Sunday 12 July 2015

driver - Why does turning a MOSFET ON too fast cause ringing?



Going though app notes, I can understand that turning it off (i.e. when drain-source voltage is increasing) can cause ringing due to parasitic NPN and also drain-gate capacitor which can charge the gate and turn the MOSFET back on, if the dv/dt is high enough.

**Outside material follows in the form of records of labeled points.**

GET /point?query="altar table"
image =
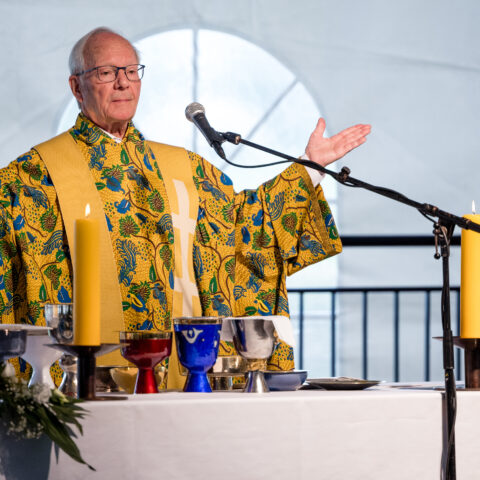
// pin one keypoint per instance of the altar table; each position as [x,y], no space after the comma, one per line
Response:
[381,433]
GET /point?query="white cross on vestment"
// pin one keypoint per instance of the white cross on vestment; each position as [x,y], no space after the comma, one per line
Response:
[184,226]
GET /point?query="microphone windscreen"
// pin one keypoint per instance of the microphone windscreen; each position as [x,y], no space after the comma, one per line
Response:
[193,109]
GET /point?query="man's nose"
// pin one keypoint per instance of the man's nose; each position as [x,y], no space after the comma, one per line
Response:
[122,80]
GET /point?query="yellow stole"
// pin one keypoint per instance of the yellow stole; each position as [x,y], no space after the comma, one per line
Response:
[68,169]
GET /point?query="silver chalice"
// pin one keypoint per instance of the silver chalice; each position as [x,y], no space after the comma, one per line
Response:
[60,319]
[254,339]
[12,341]
[39,355]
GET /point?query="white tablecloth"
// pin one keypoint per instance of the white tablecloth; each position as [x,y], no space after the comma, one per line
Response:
[388,433]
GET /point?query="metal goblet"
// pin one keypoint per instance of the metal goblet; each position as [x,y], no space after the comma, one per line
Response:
[60,318]
[12,342]
[39,355]
[254,339]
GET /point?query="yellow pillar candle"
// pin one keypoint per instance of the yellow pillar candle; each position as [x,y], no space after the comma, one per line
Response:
[86,282]
[470,281]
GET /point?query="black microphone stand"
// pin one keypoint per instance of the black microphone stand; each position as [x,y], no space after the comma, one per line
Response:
[443,231]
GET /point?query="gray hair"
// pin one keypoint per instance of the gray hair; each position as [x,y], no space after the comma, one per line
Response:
[76,60]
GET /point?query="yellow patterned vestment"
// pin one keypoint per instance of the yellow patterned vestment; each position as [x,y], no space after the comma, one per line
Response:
[245,244]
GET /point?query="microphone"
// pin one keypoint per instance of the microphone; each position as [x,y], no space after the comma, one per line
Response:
[196,113]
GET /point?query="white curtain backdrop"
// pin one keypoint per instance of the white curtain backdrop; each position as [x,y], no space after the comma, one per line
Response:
[409,68]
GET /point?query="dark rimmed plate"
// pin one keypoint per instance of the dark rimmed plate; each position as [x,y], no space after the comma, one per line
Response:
[340,383]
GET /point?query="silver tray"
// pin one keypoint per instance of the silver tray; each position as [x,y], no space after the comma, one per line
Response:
[339,383]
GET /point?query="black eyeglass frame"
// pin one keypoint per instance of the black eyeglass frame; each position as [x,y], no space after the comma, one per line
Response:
[140,71]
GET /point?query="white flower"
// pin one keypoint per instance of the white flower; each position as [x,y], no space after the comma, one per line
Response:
[8,370]
[41,393]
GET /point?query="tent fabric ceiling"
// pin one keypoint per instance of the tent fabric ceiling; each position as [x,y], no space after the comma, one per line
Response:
[409,68]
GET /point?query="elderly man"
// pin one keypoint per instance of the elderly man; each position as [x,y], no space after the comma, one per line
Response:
[176,238]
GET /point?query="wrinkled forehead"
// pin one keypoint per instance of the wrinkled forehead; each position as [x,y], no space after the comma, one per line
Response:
[108,49]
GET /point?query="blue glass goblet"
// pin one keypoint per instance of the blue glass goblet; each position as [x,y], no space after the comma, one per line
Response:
[198,339]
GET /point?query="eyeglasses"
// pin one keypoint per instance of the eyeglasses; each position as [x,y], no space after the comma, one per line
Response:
[109,73]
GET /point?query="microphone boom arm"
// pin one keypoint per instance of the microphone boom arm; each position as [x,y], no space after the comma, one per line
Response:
[344,178]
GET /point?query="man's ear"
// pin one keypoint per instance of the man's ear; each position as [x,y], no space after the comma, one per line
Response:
[75,87]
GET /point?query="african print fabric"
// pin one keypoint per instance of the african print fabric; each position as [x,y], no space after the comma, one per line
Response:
[245,244]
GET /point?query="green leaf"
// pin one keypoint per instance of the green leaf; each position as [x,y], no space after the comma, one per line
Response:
[199,172]
[124,157]
[43,293]
[152,274]
[213,287]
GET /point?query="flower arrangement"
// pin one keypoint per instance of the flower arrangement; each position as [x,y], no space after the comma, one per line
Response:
[30,412]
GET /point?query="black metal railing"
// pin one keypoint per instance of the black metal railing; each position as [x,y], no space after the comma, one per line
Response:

But what's the reason behind ringing when turning the MOSFET ON? (i.e. when drain-source voltage is decreasing) How exactly does it happen?


Update:


Could it be that when people refer to ringing when turning on the MOSFET, they refer specifically to half/full bridge, and not a circuit with only a low side MOSFET? (As turning on the high side MOSFET would cause a positive dv/dt on the low side MOSFET.)



Answer



Schematic from original question:


enter image description here


You ask about ringing at turn-on, this can happen in some circumstances, but I think what you're really talking about is a short burst of oscillation at turn-on which is not caused by a passive LC circuit ringing, but rather by active oscillation from the FET. I'll try to look at every case...


Ringing at turn-off


The FET is ON so there is current through the load. When the FET turns OFF, a series LC circuit is formed. Its inductance is the load and traces, and its capacitance is the FET's Cds. Depending on layout, this can ring at high frequencies. The fix is to switch slower by adding a resistor to the gate, or add a snubber, or reduce the parasitics by a better layout.



Ringing at turn-on


In this case the loop is:


GND - Power supply decoupling caps - Load - FET - GND


This loop has inductance due to trace/wire length, and maybe the load has some inductance too. Thus it will form a LC resonant circuit with the supply decoupling caps when the FET is ON.

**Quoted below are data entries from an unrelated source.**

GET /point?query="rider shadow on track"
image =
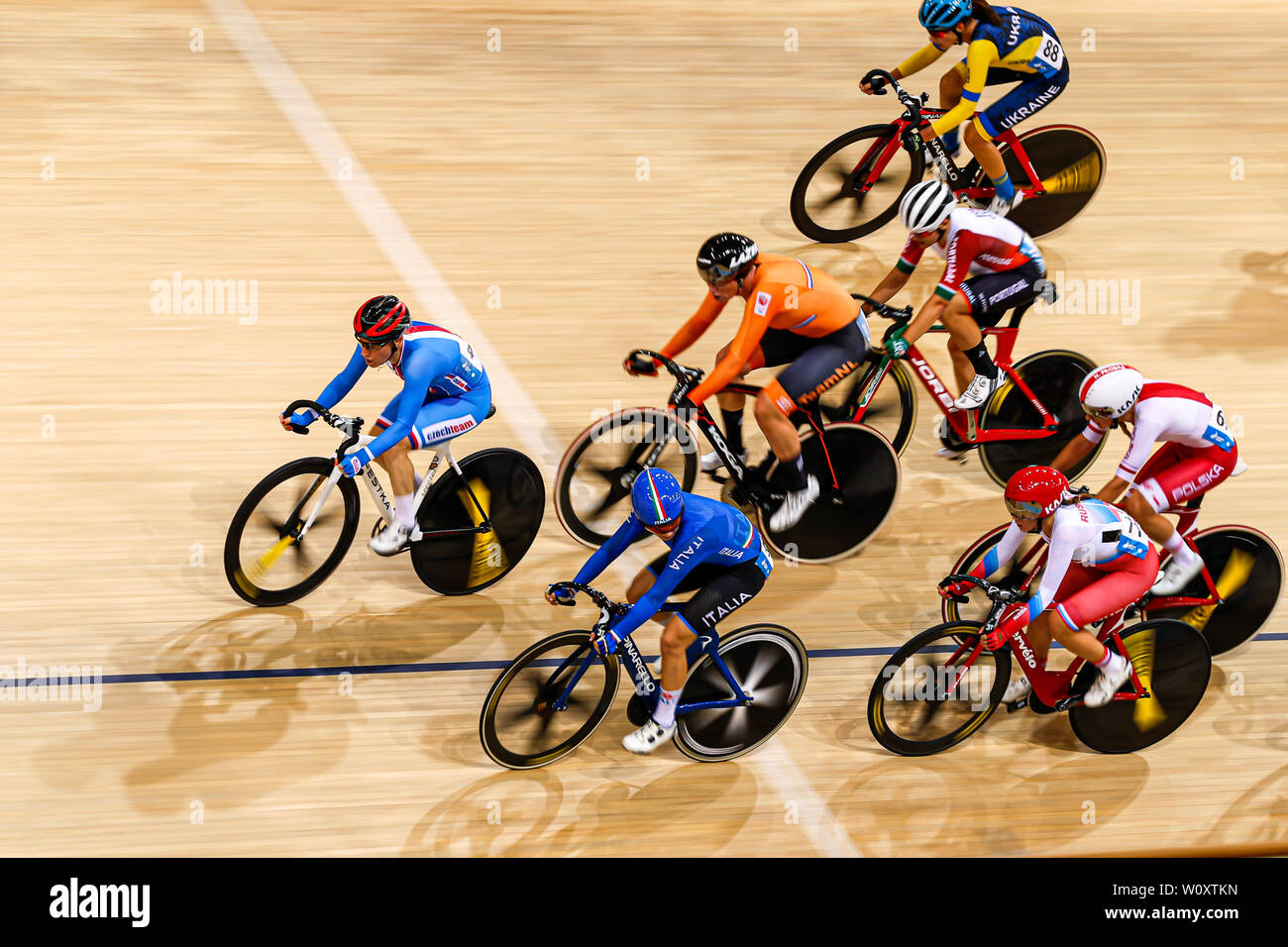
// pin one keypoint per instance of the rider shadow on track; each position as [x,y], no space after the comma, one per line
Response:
[1256,311]
[240,724]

I've never seen this one occur, but I guess it could if the values of supply caps, load inductance and damping resistance were "just right", but usual supply cap values would be too high to form a good resonance. IMO the most likely scenario for this to occur would be a low-value capacitive load, or at least a load with a strong capacitive component.


EMI


Also, a very important factor is that if the load is connected via wires, you really don't want to have high di/dt in them whether at turn-on or turn-off, as that would make a nice wideband radio jammer. These FET drivers are capable of very fast switching, which is a EMI headache, and slowing the switching to "as fast as you need but not faster" helps.

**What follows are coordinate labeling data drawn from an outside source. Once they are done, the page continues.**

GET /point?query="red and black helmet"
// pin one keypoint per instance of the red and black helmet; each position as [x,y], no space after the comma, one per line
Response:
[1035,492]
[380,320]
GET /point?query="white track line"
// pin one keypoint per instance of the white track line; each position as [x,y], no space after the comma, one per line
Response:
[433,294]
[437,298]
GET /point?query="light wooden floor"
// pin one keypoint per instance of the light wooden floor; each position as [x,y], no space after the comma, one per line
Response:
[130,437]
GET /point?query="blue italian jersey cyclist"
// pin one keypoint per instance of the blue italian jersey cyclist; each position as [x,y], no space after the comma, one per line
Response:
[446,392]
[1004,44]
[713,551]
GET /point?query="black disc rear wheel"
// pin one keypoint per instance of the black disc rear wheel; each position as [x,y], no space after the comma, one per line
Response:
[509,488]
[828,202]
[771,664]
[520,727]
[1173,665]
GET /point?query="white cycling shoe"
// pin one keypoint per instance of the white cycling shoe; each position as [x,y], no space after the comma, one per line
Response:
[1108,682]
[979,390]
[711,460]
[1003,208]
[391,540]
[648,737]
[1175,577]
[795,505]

Ringing at turn-on revisited


This Synchronous Buck converter is not your original schematic, but it's worth mentioning it:


enter image description here



In this case, when the top FET turns ON, there will be ringing... although the real cause is more about the turn-off of the body diode of the bottom FET. The L and C which form the resonant circuit are the bottom FET's parasitics.


Oscillation


It is quite easy to create an unintentional Colpitts or Hartley oscillator around your FET, with FET capacitances, package inductance, layout inductance, etc:


enter image description here


If the FET has enough gm at some point during the switching cycle, a burst of oscillations can occur. Check this document. Frequency can be extremely high, tens or hundreds of MHz. This isn't a passive LC circuit ringing, it is an active oscillator.


Adding resistance (ie, positive real impedance, not imaginary) to the gate can damp this oscillator and prevent it from becoming active. A ferrite bead can also work well if it is selected to provide the desired resistance at the oscillation frequency, and it allows the FET to switch faster.